In 1995, I taught a course in the literature of the Holocaust. It was the 50th anniversary of the days when thousands of war-weary Allied troops found themselves inexplicaby in the middle of hell having cut the wires that surrounded hundreds of Nazi concentration camps. We had survivors speak to us that semester, and camp liberators, most all of whom now are gone. We read a book a week, and somewhere around number eight or nine I hit a emotional wall that, for all practical purposes, is still there. I no longer hunger to read more about that horrible time.
I've been writing these holocaust memories because listening to Diet Eman tell her story once again, on tape, so many years later, was almost a new experience, the old one so far behind. Most of her story I'll never forget, having written it; but there were things--and I've been thinking them through ever since--that were either lost from my memory or in the torrent of stories she told me one week in June, 1992, the tape recorder whirring.
There was much I didn't know, still is, in fact, much I had to learn before I was ready to teach a course I could barely finish. I read more about what scholars call Hitler's "dejudification," his plans and his designs. And I read about other Rescuers, about who they were and why they acted when so many didn't.
The take-away from Corrie Ten Boom or Anne Frank or Diet Eman is pretty much the same to those who read the stories. What readers and viewers ask themselves is "would I have acted? what would I have done?" I don't know that anyone knows exactly and won't until stark need arises as it did in occupied Europe when "dejudification" began.

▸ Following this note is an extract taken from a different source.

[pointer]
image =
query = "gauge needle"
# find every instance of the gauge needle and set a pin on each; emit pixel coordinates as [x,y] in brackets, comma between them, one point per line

Leave it to scholars to try to determine motive and reason. Leave it to those who study the war to try to profile Rescuers. They too would like to answer that question--"would I do what Corrie die? what Diet did? what Mies did for the Frank family? Would I?
The scholarship says that of the groups of Dutch citizens living in the Netherlands in the first five years of the 1940s, the clan most clearly involved in every aspect of Resistance work was the Marxists, the communists, blood enemies of the Nazi fascists. Diet talked about them once in a while when specific projects could be coordinated--saving Allied pilots, for instance, or shepherding them out of the war zone and into Portugal, where they could, if they were blessed, find passage to England.
But she claimed her resistance cell was wary of the communists because they were, to her mind, far too quick to kill. I don't know if that is true, but she and her group quite regularly prayed, she says before robberies, went down on their knees to ask the Lord to bless their lawlessness.
The next group most deeply involved with Resistance action were those scholars call "the orthodox Protestant," by which, for the most part, they mean is the strictest of the Dutch Calvinists, people most akin to my own.
And why were they so daring? How is it that the orthodox Protestants were so deeply involved? Here's what the scholars say in reference both to Holland and France, where Resistance fighters arose in great numbers from the Huguenots, French Calvinists.
Researchers believe that those men and women who took the Old Testament seriously, who believed the Jews were still God's chosen, were those who entered the fray. They knew it was the Jews who put Jesus on the cross, but because those Calvinists believed the scripture's story, they were sure Jewish people remained the apple of God's eye. Orthodox Protestants from the northern provinces got dirty and died in the Resistance during the war; generally, secularists weren't, and neither were Roman Catholics.
I could quote from Diet Eman, who explained her involvement in exactly that way, time and time again. Dutch Jews were our friends, she said--and they were. But they were also precious to God, not simply because they were human and image-bearers, but also because they were blessed in ways Gentiles often didn't understand, blessed specially by the Creator of heaven and earth. Because they were, they had to be rescued.
That's the argument. When I listened again to her tell her story, there it was--that was the reason. There were a dozen others too, but she would explain it clearly when she would tell her story--because they were God's chosen people.